There is, understandably, huge interest in the incoming competition, with many well-established options expected to formally vie for the contract. Leonardo will offer both M-345 and, more relevantly, its M346 Block 20; Turkey’s TAI will put forward its HURJET, Boeing and Saab are likely to propose their T-7 RED HAWK and South Korea’s T-50 might also formally make an attempt.

The government, especially in view of its much trumpeted “industrial strategy” and the promise that defence spending will benefit UK jobs, is however under great pressure to go with the one British option available, which is fascinating but risky. The start-up AERALIS, partially backed by Qatar funds, has been working for many years at the digital design of an advanced, highly modular and reconfigurable jet trainer aircraft, but no physical prototype yet exists. The concept revolves around a Common Core Fuselage (CCF) that, depending on role and requirement, can be fitted with different wings, tail and engine(s).

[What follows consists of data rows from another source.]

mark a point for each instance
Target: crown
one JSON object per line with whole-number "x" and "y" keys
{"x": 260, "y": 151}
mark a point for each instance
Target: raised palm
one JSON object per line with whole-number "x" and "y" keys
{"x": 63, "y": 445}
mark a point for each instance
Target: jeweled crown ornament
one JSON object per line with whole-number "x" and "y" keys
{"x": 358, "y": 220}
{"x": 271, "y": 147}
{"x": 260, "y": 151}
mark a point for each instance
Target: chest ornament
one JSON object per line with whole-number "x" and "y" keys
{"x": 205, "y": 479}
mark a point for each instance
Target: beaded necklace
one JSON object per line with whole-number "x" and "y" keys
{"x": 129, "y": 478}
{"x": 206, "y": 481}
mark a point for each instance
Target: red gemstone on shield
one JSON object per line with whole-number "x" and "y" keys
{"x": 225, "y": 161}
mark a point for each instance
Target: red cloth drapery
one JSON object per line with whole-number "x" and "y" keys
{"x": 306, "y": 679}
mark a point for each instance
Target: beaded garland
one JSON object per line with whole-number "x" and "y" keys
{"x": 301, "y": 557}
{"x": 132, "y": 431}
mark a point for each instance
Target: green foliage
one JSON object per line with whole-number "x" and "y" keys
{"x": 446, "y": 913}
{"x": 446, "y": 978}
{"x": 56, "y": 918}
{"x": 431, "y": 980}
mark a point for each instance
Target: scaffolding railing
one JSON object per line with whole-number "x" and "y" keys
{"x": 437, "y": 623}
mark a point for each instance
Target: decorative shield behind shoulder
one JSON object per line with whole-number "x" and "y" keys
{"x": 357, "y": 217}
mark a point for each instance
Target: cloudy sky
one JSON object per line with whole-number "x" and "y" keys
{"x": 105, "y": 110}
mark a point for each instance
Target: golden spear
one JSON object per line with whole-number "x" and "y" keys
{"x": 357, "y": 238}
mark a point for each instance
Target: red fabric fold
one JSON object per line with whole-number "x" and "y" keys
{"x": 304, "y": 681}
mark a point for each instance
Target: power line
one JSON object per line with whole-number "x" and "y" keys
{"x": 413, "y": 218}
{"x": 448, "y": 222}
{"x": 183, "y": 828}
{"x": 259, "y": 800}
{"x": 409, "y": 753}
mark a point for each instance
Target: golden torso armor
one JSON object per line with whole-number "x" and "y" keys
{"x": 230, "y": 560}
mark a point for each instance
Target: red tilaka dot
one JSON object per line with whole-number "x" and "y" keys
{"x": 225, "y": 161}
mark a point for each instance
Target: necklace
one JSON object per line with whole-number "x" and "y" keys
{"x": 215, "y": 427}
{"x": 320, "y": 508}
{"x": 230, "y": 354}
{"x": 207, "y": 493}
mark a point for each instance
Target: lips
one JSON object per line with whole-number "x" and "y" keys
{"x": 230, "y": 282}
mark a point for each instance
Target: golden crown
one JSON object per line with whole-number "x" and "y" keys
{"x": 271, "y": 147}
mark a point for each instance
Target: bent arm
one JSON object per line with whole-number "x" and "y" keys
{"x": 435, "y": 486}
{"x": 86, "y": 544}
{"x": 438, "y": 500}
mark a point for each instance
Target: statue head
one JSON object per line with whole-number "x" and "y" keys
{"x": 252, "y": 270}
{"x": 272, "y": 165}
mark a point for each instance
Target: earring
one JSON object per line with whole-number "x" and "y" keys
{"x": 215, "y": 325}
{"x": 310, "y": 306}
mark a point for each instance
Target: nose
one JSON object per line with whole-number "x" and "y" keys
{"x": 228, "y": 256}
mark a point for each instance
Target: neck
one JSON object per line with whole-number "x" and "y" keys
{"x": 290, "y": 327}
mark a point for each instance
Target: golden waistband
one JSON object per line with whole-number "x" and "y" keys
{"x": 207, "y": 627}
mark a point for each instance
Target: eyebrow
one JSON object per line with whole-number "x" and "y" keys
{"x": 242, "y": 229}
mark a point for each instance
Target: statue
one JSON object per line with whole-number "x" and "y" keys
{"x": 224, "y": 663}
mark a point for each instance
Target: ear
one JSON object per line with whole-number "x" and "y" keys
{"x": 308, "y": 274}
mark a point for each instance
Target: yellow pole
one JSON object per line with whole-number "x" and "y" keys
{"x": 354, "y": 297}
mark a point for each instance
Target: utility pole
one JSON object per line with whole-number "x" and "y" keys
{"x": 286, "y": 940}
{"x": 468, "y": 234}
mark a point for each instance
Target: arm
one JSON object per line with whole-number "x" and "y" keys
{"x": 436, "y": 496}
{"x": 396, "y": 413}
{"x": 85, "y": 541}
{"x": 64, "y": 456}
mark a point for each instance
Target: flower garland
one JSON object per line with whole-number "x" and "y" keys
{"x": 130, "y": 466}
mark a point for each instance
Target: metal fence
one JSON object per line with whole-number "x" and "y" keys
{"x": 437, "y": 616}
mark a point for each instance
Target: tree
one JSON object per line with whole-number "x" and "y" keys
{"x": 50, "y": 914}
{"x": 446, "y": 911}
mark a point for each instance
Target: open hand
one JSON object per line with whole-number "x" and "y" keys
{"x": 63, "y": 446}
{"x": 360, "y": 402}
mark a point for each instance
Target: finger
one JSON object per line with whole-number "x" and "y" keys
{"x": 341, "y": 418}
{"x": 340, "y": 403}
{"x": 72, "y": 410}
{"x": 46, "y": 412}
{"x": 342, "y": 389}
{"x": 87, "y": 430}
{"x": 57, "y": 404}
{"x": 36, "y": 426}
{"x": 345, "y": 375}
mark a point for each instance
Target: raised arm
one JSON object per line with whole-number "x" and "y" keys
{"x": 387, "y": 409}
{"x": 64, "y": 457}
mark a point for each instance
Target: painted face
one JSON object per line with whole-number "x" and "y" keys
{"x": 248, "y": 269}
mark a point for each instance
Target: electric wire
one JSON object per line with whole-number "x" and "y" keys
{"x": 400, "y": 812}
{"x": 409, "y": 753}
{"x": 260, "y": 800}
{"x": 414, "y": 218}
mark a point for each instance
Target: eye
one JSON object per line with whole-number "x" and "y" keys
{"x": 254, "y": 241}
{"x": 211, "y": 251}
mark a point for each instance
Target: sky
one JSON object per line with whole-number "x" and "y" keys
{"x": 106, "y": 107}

AERALIS has put together a very serious team of industry heavyweights that would contribute to making the new jet a reality. The “Aerteam” would see Hamble Aerostructures complete the design of the CCF and build it; StandardAero would equip the CCF; Honeywell/ITEC would provide the propulsion with its F124 engines, as well as the OBOGS oxygen system; Héroux-Devtek would provide the undercarriage and Martin Baker the ejection seats. Meanwhile, Leonardo would provide the large area display for the cockpit as used in the M346 Block 20, as well as the fly-by-wire system.

AERALIS has picked Glasgow’s Prestwick airport as the base where the assembly line would operate. The Company has tried to build up political support not just in the UK but in France as well, hoping to perhaps win a bi-national backing considering that Paris faces much the same headaches as London in terms of trainers and the need to re-qeuip the Patrouille de France.

AERALIS has great ambitions, but needs a customer commitment, and funding, this year. It is working to a critical design review (CDR), which it believes would be followed by a digital, and then a real, first flight 42 months following customer commitment. A test campaign of 2 years would then ensure, in order to start deliveries in 2030.